A recent InStride survey of Fortune 500 employees conducted in partnership with Bain & Company found that 80 percent of workers indicated they would like to go back to school, but only 40 percent were aware their employer offered a tuition reimbursement program. Further, the survey showed only 1-2 percent of workers with access to such a program actually participate.
These are some of the factors that may discourage participation:
- Policy restrictions. The employee tuition reimbursement policy might have stipulations that are too difficult for employees to meet and discourage them from taking advantage of the program.
- Financial barriers. A tuition reimbursement program might not actually make education more affordable for the employees – this is especially true if there’s a cap on the amount that the employee is able to have reimbursed. Educational expenses can be so much greater than just tuition and often exclude costs like textbooks, obligatory school fees and loan interest. All of these are still significant financial barriers for many employee learners.

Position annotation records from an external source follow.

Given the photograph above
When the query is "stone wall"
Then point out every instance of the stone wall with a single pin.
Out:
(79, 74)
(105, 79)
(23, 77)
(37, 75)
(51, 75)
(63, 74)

- Only applicable to current position. Employees pursue continuing education to make meaningful advancements or shifts in their careers. But some reimbursement policies will only fund education specific to the employee’s current position instead of the one they’re looking to grow into. This offers little incentive for the employee to commit to learning when there’s no likelihood of advancement.
Going beyond employee tuition reimbursement
Many companies view employee tuition reimbursement as somewhat of an afterthought — a program is implemented as a check-the-box benefit with little consideration given to how it actually connects to greater business goals. As a result, these programs are frequently ineffective, underused and don’t make an impact on long-term business objectives.
But there’s a huge opportunity to develop a program that removes barriers for employees and is strategically aligned to drive business outcomes — effectively turning an underused benefit into a strategic and impactful initiative that delivers a significant return-on-investment.
At InStride, we’re transforming the traditional tuition reimbursement model through our strategic, comprehensive approach to workforce education. Our solution stands out as the leading choice for forward-thinking business leaders because of these key differentiators:
- Strategic design: An effective workforce education is more than just a benefit. It’s specifically designed around your long-term business objectives and the unique learning and skill-building needs of your workforce.
- Flexible platform: InStride’s flexible technology platform makes maintaining an education program simple for administrators. You can monitor enrollment, streamline billing, and track performance in real-time.
- Academic network: Businesses need to partner with high-quality academic institutions that are flexible, scalable, and provide the right learning and support for adult students.
With InStride, organizations are able to deliver a workforce education program that leads to both employee and business success.